Ce mois de mai, Jean Balsamo, Michel Magnien et Catherine Magnien-Simonin ont présenté la dernière version des "Essais" de Montaigne à la "Pléiade" chez Gallimard, bien sûr. C’est un chef-d’oeuvre d’édition ! En effet, nous pouvons lire à nouveau la version la plus sûre et aboutie des "Essais", qui sont le joyau de la littérature française et universelle.
Jusqu’à présent et depuis un siècle, les éditeurs et philologues avaient décidé de consacrer, à une vaste échelle, la version de l’exemplaire dit "de Bordeaux". Et parce qu’il s’agit du seul exemplaire qui nous soit parvenu de l’édition de 1588, aussi annoté des ajouts et des repentirs de Montaigne soi-même. Pourtant, on dut constater que l’édition de 1595, qui est posthume à l’auteur, était bien plus complète car travaillée par le texte même de l’"exemplaire de Bordeaux". On suppose même que l’édition posthume de 1595 a été conçue par Montaigne, et par le biais d’un exemplaire imprimé/manuscrit perdu. Et que l’exemplaire égaré devait probablement être plus riche encore d’annotations que l’"exemplaire de Bordeaux". C’est la conclusion de Jean Balsamo, qui a justifié ce nouveau travail de présentation du livre absolu, d’après l’édition posthume de 1595.
L’"exemplaire de Bordeaux" est désormais jugé trop hybride, entre le texte imprimé et les ajouts manuscrits, pour qu’il soit encore considéré comme un objet abouti. Désormais, on le comprendra plutôt comme un moment du laboratoire de l’écriture, qui a été trop sanctifié durant un siècle. Et donc, au détriment de la restitution du vrai Montaigne original que Rousseau, Pascal, Nietzsche et Proust lurent, pour en être tous transformés d’un coup, de ces deux milles pages jamais identiques.
Dans ces trois livres des ""Essais", on fait la rencontre avec un homme simple et vrai. Certes, Montaigne est nourri des auteurs antiques et surtout latins, dont il lâche des citations toujours justifiées par le contexte mesuré. Mais, il va marchant comme dans la galerie de la pensée contemporaine.

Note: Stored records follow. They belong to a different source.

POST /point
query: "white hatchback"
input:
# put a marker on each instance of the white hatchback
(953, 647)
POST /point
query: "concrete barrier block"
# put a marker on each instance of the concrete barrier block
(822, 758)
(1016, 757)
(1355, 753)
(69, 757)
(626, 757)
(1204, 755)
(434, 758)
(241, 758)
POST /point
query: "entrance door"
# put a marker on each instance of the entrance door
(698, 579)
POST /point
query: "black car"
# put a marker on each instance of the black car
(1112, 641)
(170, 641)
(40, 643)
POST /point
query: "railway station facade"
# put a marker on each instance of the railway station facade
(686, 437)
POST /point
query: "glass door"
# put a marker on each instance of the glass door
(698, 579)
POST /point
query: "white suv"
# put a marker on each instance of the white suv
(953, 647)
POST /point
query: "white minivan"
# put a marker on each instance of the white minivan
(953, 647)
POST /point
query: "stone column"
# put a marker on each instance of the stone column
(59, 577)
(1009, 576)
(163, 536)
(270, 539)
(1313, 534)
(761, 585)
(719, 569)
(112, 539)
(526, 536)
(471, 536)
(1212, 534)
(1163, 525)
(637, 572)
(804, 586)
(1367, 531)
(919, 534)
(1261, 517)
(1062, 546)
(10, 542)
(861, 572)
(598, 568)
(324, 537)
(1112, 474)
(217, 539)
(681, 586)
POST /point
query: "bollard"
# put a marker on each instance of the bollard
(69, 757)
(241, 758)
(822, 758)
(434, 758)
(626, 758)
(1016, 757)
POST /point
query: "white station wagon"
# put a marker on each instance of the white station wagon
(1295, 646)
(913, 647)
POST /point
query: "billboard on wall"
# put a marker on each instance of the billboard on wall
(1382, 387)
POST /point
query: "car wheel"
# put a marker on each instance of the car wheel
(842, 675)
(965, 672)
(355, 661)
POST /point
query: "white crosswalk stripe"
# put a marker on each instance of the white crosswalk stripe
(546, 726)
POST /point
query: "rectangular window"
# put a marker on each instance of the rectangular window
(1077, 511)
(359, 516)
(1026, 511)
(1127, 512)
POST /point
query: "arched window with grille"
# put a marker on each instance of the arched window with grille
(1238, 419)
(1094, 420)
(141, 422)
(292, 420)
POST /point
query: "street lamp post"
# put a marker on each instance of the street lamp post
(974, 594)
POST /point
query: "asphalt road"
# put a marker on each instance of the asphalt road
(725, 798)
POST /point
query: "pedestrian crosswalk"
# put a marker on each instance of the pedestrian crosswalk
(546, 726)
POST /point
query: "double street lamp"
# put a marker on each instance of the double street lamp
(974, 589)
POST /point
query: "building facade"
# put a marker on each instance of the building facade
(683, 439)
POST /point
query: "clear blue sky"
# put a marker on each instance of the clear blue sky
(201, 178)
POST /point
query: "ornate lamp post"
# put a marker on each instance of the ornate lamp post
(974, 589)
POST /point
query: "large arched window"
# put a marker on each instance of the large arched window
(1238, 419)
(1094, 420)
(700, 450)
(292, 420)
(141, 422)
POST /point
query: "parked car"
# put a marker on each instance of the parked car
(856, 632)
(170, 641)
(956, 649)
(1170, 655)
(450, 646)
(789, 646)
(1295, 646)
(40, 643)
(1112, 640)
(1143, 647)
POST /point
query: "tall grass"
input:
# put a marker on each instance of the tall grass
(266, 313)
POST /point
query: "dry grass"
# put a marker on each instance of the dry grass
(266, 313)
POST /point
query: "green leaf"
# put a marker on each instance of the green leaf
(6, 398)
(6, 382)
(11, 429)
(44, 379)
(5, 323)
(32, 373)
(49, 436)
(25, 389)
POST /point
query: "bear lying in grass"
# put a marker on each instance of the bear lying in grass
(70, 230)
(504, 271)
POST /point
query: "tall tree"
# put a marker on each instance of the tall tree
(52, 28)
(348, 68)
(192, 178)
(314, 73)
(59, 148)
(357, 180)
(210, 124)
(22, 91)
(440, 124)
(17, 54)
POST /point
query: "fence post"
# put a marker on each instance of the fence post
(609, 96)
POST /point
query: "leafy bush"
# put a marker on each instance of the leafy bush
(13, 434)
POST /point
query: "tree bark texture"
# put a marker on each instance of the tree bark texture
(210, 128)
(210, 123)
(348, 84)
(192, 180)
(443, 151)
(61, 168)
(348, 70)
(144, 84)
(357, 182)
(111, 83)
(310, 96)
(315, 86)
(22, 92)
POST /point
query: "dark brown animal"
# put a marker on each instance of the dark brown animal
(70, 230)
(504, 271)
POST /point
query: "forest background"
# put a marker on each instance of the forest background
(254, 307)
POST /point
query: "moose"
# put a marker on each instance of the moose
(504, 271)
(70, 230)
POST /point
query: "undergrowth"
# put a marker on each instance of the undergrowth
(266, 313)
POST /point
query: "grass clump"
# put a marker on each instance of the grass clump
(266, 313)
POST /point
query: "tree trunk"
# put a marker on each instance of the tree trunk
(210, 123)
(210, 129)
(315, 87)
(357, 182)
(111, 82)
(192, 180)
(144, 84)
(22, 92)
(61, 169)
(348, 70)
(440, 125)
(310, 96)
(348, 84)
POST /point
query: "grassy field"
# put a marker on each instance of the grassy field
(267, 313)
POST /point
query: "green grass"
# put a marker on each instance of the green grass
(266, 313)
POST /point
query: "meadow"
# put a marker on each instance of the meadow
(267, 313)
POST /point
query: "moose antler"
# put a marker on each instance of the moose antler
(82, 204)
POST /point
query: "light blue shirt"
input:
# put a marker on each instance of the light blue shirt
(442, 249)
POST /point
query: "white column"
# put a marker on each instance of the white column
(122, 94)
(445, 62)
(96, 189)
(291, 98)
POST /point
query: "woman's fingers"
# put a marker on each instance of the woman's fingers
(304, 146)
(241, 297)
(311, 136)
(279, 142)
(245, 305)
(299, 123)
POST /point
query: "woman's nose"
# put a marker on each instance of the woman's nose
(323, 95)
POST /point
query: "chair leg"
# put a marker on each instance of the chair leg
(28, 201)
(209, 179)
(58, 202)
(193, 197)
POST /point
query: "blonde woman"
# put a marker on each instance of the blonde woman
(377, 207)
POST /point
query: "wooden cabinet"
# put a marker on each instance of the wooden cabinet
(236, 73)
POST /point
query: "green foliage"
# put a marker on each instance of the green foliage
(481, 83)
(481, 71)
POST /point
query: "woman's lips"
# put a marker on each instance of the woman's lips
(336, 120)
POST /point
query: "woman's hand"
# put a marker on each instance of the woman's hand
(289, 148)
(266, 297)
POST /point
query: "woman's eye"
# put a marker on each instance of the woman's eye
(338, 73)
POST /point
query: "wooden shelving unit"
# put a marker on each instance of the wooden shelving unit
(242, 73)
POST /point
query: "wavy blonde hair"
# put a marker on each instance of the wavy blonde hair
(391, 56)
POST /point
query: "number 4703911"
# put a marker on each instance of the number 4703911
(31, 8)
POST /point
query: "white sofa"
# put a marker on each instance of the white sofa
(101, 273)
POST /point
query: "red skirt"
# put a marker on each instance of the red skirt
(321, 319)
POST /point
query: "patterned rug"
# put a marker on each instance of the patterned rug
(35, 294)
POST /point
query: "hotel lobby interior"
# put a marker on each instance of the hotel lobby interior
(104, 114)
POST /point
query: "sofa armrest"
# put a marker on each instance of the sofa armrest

Il a sa bibliothèque sous la main. Et il choisit souvent Plutarque, dont il donne toutes anecdotes distrayantes. Et qu’elles nous informent au passage sur la sagesse et la folie des hommes qui n’a pas de fond.
Michel Eyquem de Montaigne a créé le genre et la technique littéraire de l’"essai". Il s’agit d’une sorte de dialogue libéré avec soi-même. Et pour dégager autant la réflexion, que pour construire l’individu comme une sagesse qui s’incarne. Ainsi, a-t-il élaboré les meilleurs outils littéraires, pour amener la méthode scientifique de l’ère moderne. Et ceci, bien qu’il fût l’auteur et le style maniériste par excellence. A la vérité, de 1571 à 1592, on voit bien se constituer une sorte de matière d’homme moderne, dégagé ou émancipé des obligations religieuses et de tous dispositifs qui enchaîneraient l’homme et même sa pensée.
C’est pourquoi on sent cette liberté dans ce texte premier et ultime, qui ne paraît jamais fixe dans sa forme et son style, qui sont toujours changeants et neufs. C’est un grand oeuvre de phénoménologie de la pensée, qui irait consciemment à sa propre rencontre. Et, par le biais du livre comme une barque solaire, cette pensée ou ce soi voyage à travers les siècles : à l’intact, au vif. C’est donc Montaigne vivant que l’on peut rencontrer et connaître, aujourd’hui, dans ces pages merveilleuses de richesses inépuisables de lectures... toujours recommencées.